The recent water crisis in Flint, Michigan, showed how vulnerable and unstable our industrial water system really is. Once it was determined that the public water in Flint, Michigan was indeed contaminated with lead and other dangerous substances, thousands of people were literally relegated to standing in lines to wait for bottled water from the government or other aid agencies. People had no idea how to get clean, potable water for themselves.
Living outside of urban areas obviously brings with it a greater access to more sources of fresh water. Springs, rivers, and lakes are more likely to be found in the woods of Wisconsin than in the barrios of Brooklyn. However, the energy cost of getting that water into your homes, and the greenhouse gas emissions that are usually associated with the energetic cost of moving water, usually come with an ecological cost.
Water and Gravity
If you live in a rural area, or a place where a source of water is readily available, the first thing you should be thinking about is how to get water to the top of your site so that you can use gravity to feed your home and the rest of your land or farm. If you have ever tried to carry buckets of water uphill, you can testify to the fact that gravity is by far the best way to move water without depending on any sort of external energy source.
When using permaculture design principles to design your landscape, one of the most important things to consider is related to how you can use gravity to feed water to different parts of your land. Where you site your home, where you plan to build a small pond, where your main field crops will be placed: all of these considerations are intricately tied to the availability of water and how it can move from one place on the farm to the next.
Unfortunately, not every site is blessed with a plentiful source of water running through the highest part of the land that can be stored and subsequently moved to other parts of the land. More frequently, water tends to find its way to the lower parts of the land as streams and creeks carve out ravines and rifts that tend to be lower than our ideal house site. While many people settle for using pumps to move that water to higher parts of the land where can more easily be distributed and used, the hydraulic ram pump might offer a more “permacultural” solution to getting water to where you need it without relying on fossil fuel energy.
What is the Hydraulic Ram Pump?
The hydraulic ram pump is a way to move water uphill without relying on electricity, gasoline, or any other sort of polluting energy. The hydraulic ram is an automatic pumping device that uses the energy contained in the flow of water running through it to lift a small volume of water to a higher elevation. In order to get the “lift”, you´ll need to have a reliable source of water that drops at least 3 to 5 feet in height as it crosses your land.
The ram pump works by creating a pressure surge that develops when moving water is suddenly stopped through the use of capped PVC pipes and check valves. Water is heavy and is it rushes downhill through a piping system, it is suddenly stopped by a capped PVC vertical tube. The check valve slams shut, essentially pushing the up a smaller pipe that comes off of the main pipe.
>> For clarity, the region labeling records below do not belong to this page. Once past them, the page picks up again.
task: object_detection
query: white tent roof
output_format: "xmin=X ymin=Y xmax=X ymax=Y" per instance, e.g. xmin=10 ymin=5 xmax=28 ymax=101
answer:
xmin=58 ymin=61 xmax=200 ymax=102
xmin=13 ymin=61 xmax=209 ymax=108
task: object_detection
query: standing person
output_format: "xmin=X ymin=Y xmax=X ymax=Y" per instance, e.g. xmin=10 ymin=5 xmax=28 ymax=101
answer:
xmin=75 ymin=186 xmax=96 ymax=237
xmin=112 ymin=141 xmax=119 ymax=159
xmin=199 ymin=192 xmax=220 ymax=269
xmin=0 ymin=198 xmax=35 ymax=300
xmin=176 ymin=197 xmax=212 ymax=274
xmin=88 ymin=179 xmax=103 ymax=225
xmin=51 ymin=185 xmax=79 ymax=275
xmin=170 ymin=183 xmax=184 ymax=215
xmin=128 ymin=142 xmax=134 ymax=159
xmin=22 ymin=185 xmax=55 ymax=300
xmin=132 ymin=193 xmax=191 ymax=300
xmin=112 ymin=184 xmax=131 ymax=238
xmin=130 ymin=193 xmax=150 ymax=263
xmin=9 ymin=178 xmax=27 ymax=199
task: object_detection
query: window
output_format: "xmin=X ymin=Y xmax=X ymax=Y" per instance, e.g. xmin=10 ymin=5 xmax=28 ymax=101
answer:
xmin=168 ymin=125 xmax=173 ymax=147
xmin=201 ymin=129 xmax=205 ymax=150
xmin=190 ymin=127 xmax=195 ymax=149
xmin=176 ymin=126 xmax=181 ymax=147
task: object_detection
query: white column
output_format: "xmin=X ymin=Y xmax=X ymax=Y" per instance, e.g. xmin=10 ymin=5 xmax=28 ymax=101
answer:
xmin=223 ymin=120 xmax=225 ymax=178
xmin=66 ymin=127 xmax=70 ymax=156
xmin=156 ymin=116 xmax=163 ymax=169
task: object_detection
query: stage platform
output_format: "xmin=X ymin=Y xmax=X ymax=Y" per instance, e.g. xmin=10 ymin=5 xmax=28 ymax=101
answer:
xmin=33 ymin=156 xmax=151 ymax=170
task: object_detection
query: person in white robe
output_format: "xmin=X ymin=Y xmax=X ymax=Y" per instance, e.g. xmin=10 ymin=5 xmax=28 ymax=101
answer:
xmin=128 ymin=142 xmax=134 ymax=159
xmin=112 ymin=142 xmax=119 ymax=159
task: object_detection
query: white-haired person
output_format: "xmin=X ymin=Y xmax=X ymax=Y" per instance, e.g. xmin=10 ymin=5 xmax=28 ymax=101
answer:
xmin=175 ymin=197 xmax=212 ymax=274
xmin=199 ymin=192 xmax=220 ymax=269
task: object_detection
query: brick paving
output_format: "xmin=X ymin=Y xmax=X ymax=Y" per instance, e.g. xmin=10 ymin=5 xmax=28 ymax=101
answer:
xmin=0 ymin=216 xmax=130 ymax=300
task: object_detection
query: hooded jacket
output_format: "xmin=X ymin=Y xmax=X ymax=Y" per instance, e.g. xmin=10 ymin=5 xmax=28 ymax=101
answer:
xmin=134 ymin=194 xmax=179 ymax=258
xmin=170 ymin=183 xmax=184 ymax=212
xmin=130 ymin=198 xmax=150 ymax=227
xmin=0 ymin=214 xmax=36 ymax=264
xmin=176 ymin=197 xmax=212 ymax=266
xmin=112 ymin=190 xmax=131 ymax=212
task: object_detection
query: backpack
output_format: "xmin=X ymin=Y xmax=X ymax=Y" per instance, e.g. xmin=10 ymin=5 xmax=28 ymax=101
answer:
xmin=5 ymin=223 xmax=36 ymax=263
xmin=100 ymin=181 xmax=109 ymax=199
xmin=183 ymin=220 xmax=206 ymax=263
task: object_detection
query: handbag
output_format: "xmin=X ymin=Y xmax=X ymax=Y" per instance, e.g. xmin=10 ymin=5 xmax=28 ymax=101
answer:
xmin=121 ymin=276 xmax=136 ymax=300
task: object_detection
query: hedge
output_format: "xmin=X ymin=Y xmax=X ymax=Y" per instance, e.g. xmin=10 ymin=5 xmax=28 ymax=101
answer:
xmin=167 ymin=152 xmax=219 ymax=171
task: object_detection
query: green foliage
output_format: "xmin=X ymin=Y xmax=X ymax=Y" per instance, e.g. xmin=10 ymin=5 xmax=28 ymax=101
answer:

This smaller pipe is what carries the water uphill against gravity with nothing more than the energy created by the flowing water.
While there are several differing opinions regarding how far and how high you will be able to pump water with the hydraulic ram pump, a conservative estimate is that there is a 1 to 7 ratio. For every 1 foot of drop (or head) that you have, you will be able to raise water around seven feet. For example, let´s say that you build a small reservoir or small dammed pond at the highest point of where a stream enters your land. The drive pipe of your ram pump exits this small reservoir and drops around 10 feet from one part of your land to another. This ten-foot drop would allow you to pump water close to 70 feet in height towards a higher area of your land.
The Possibilities for Ram Pumps
While hydraulic ram pumps may not work for every situation, if you do have a reliable source of water that you need to move from a low point to a high point, there is no better technology that doesn´t depend on any sort of fossil fuel energy. While hydraulic ram pumps may seem to achieve the impossible by working as the mythical perpetual motion machine, they are incredibly useful tools to use the energy of nature to move water to where it can be most useful for your overall permaculture design.